The Donnyhill house was still, for all the children, with consolatory chunks of bread in hand, had been sent off into the spacious playing places about them. Mrs. Donnyhill, who looked like a weather-worn gypsy, went about muttering to herself passionately sorrowful lamentations: "God help us! poor creatur'! poor soul!" and she and Nan bathed Tira's body—somehow they were glad to wash off the river water—and put on it a set of clothes Nan suspected of being Mrs. Donnyhill's only decent wear. For the folded garments were all by themselves in the bedroom bureau, and it was true that the women in this region had forethought for a set to be buried in. When this was over and before the coming of the other man who was to have rights over Tira's body, Mrs. Donnyhill remembered Raven and Nan might not have breakfasted, and gave them bread and strong tea—brewed over night, it seemed to have been. They ate and drank, and she moved about tucking children's tyers and sweaters into holes of concealment and making her house fitting for Tira's majesty, all the time muttering her pleas to God.

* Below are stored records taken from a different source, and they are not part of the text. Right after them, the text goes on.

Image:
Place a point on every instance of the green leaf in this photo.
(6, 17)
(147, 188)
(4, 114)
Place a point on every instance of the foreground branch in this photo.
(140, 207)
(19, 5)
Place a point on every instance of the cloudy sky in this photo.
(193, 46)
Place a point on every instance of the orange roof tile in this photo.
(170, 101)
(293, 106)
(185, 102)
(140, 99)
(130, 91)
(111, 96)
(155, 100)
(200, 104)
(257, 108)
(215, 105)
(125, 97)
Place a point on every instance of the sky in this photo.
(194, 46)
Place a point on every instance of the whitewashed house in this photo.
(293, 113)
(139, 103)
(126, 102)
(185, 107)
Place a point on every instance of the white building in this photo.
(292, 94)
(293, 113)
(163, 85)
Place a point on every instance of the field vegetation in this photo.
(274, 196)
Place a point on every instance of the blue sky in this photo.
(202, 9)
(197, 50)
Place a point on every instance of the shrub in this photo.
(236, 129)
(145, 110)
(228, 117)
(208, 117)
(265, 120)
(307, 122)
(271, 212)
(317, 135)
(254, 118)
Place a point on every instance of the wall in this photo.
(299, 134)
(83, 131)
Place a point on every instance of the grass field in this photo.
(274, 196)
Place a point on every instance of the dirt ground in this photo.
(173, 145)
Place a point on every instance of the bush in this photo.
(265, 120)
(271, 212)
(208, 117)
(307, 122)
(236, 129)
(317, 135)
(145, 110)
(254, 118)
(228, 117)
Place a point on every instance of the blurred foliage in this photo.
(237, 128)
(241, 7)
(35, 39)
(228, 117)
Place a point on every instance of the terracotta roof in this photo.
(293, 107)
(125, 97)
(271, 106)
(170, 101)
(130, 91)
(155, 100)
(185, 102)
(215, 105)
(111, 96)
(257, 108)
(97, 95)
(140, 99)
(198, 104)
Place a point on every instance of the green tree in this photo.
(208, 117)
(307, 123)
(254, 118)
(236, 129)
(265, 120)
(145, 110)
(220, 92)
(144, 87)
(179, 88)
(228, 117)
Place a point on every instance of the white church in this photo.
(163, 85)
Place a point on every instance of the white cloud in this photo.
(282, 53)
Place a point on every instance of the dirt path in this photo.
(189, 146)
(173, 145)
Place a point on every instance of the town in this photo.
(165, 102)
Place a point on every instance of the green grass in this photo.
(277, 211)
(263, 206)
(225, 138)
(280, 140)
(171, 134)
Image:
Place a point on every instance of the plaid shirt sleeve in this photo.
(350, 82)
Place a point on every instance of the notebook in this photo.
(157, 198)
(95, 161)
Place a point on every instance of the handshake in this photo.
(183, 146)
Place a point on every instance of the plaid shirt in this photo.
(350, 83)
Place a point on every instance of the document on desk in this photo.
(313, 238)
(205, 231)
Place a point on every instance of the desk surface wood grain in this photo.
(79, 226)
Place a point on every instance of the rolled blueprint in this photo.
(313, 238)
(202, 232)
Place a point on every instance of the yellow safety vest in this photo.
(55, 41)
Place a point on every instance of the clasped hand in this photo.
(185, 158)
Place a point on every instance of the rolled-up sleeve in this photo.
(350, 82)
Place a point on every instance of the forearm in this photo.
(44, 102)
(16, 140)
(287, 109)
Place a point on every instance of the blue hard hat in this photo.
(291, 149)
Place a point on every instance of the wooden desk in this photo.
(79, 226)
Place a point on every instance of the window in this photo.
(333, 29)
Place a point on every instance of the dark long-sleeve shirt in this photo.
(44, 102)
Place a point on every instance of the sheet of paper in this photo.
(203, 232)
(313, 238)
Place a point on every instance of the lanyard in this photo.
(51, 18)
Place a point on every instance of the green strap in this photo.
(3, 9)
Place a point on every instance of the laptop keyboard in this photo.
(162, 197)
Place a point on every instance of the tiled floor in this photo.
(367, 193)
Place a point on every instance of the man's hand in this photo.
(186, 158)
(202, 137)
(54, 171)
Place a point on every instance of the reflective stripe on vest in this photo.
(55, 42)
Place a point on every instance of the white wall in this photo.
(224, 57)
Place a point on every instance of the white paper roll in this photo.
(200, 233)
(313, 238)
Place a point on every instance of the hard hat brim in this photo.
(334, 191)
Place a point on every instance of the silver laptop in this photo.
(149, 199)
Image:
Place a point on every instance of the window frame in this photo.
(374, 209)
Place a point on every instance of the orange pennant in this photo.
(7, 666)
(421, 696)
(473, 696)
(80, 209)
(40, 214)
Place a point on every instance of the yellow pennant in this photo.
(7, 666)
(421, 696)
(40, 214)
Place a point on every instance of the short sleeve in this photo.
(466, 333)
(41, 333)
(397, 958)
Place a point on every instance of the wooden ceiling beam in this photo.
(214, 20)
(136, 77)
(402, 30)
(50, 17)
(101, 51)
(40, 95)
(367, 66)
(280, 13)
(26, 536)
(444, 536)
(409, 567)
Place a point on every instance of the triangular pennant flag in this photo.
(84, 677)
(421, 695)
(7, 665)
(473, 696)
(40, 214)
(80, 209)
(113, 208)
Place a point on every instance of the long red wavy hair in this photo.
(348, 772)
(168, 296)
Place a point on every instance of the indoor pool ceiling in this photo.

About noon, when Tira was lying in the front room, in her solitude, no more to be touched until she was put into her coffin, Raven came in from his steady walk up and down before the house and went to Nan, where she sat by the window in the other front room. The strength had gone out of her. She sat up straight and strong, but her lips were ashen. As they confronted each other, each saw chiefly great weariness. Raven's face, Nan thought, was like a mask. It was grave, it was intent, but it did not really show that he felt anything beyond the general seriousness of the moment.
"Get your things," he said to her. "We'll go back. Tenney's got to be told, and I suppose Charlotte or somebody will have to do something to his house."
They both knew the strange commotion attendant here on funerals. Sometimes houses were upturned from top to bottom and cleaned, even to the paint. Nan put out a hand and touched his arm.
"Don't do that, Rookie," she said, "don't take her back there. She mustn't go into that house again. She wouldn't want it."